The VPN slow downs still let you visit the New York Times, twitter and text content. They just block github repos and make doing work impossible. No one inside or outside of China has any rational explanation that holds up to scrutiny.
Another reason, could be the way the Chinese internet is structured. In other nations, the internet is decentralized and companies are peered with each other in a decentralized network. In China there are four state owned backbone companies and lower level service providers are forced to buy bandwidth from the state owned providers. They are only allowed to rent bandwidth, not own the lines and not peer in a way that would allow competition for transit.
However, different from most of the non-Chinese Internet, the Chinese government owns and controls the access routes to the
Internet, and only allows private enterprises and individuals the rental of bandwidth from state-owned entities (Herold, 2011).

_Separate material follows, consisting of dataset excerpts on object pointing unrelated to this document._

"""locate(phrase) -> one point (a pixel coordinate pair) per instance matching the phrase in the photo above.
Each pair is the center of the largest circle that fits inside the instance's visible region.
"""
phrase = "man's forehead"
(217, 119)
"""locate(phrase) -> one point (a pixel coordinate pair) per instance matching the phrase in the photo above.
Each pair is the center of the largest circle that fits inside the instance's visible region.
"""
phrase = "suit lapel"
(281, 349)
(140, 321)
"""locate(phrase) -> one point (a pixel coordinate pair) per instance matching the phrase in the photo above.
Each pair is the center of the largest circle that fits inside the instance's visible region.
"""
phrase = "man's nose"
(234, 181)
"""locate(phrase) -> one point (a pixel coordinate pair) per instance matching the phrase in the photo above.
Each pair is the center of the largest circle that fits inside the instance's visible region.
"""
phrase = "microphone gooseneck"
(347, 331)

This allows the state to exercise a far greater level of control over the Internet in China than elsewhere, especially in combination with the few and closely monitored connections between the Chinese and the non-Chinese Internet (see e.g. Fallows, 2008), which mean that "China is not on the Internet, it's basically an intranet" (Sherman So as quoted in Fong, 2009). The vast majority of Chinese Internet users do not access the Internet outside China (Roberts, 2011), as it is plagued – from their perspective – with frequent time-outs, very slow speeds, and content in languages other than Chinese.

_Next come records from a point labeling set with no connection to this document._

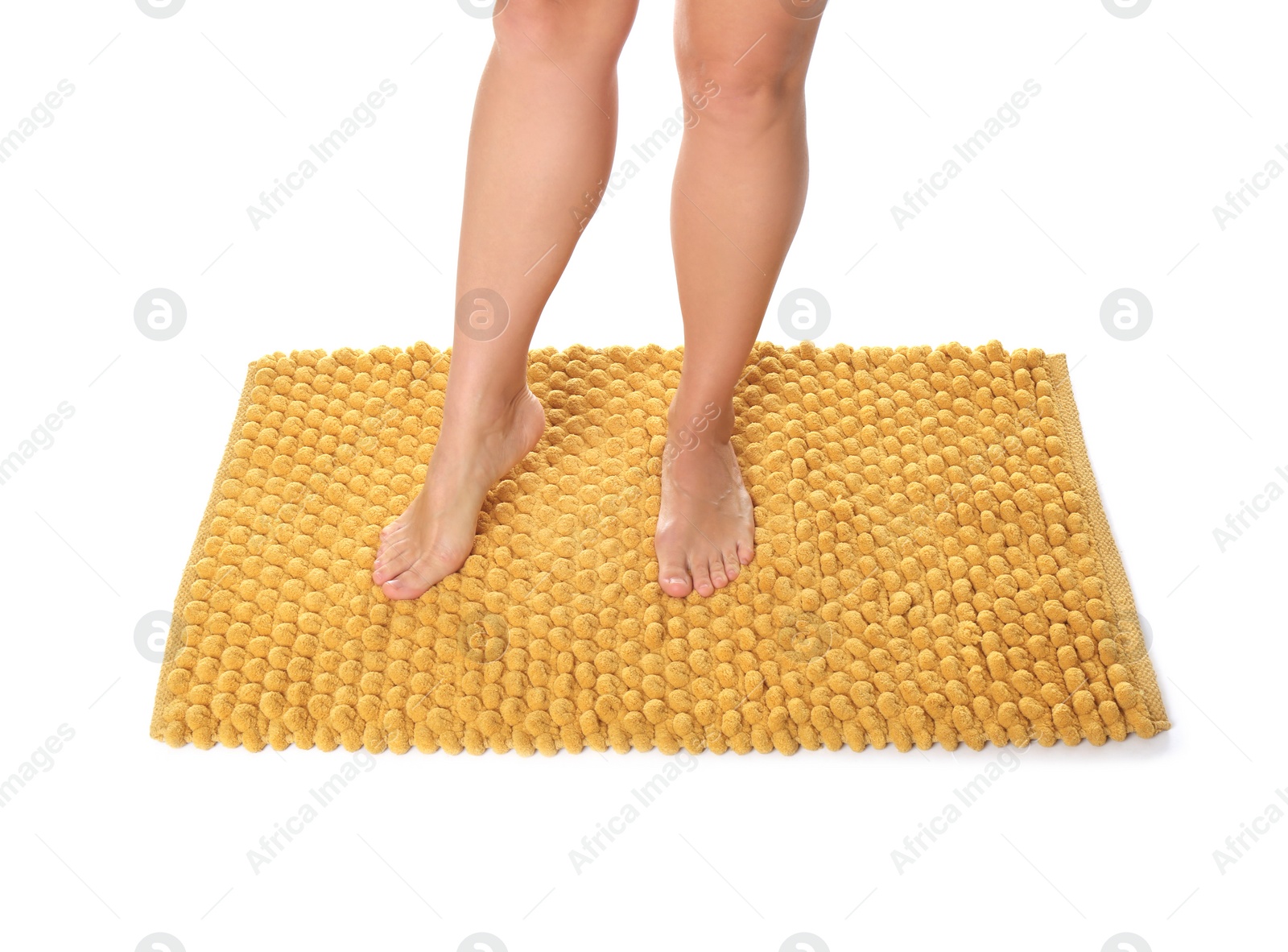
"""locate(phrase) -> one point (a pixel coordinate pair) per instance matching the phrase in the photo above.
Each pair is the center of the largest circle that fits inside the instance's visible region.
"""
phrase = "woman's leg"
(740, 189)
(544, 131)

China may be dropping ssh connections and vpns, just because the state telcoms are cheap, have no incentive for providing good service and are not paid for carrying traffic out of China. They are only being paid by the people at the lower tiers, who are renting transit from them, but do not get paid anything for overseas data.

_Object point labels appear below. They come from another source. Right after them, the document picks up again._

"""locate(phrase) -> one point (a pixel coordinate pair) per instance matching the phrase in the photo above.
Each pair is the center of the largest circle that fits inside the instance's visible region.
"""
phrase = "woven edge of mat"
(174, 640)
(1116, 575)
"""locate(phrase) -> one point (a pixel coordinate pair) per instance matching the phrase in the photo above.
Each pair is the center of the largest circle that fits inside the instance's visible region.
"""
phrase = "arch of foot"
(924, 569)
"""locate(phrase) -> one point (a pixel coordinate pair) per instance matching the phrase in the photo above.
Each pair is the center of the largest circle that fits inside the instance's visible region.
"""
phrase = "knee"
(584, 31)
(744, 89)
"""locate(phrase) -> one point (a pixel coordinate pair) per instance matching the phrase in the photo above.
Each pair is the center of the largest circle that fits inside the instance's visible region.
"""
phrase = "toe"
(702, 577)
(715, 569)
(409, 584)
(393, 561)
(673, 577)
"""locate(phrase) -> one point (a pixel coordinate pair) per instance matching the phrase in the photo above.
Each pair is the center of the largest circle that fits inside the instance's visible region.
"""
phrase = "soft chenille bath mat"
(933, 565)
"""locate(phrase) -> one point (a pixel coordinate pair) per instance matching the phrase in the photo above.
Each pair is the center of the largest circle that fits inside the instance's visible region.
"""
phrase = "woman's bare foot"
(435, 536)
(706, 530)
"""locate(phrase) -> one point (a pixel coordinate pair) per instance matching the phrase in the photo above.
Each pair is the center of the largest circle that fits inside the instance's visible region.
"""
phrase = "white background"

They appear to just be dropping traffic and packets at random. They may be dropping packets and terminating TCP connections to avoid having to pay for international bandwidth. Also the backbone providers are in competition and refuse to peer with each other for over-seas transit, driving up cost and duplication.
The traffic blocking appears to be centered on reducing bandwidth usage and stopping people from browsing Youtube, netflix and high bandwidth applications. Chat, twitter, gmail and political content is all accessible. Cloud file syncing, sftp, high bandwidth ssh, bitmessage, peer-to-peer, github, bitmessage is the only thing that has problems.
I think the "great firewall" and packet inspection hardware has more to do with cheap ISPs trying to save money by providing African speeds for overseas traffic when they would otherwise have to pay for peerage because of asymmetrical bandwidth patterns. All of the encrypted communications protocols still work.
The choice to ban openvpn while supporting ipsec, suggests desire to ration limited bandwidth to business users. I am not even sure this is "censorship" as much as it is an attempt at not upgrading or paying for traffic leaving country. The fact that github works one minute and stops working or is blocked or dropped at another, suggests this is aggressive traffic filtering and shaping.
Anyways, this is very frustrating experience. Dealing with the firewall made me aware of new types of software unreliability I had never experienced before. Getting work done is almost impossible until I get this resolved.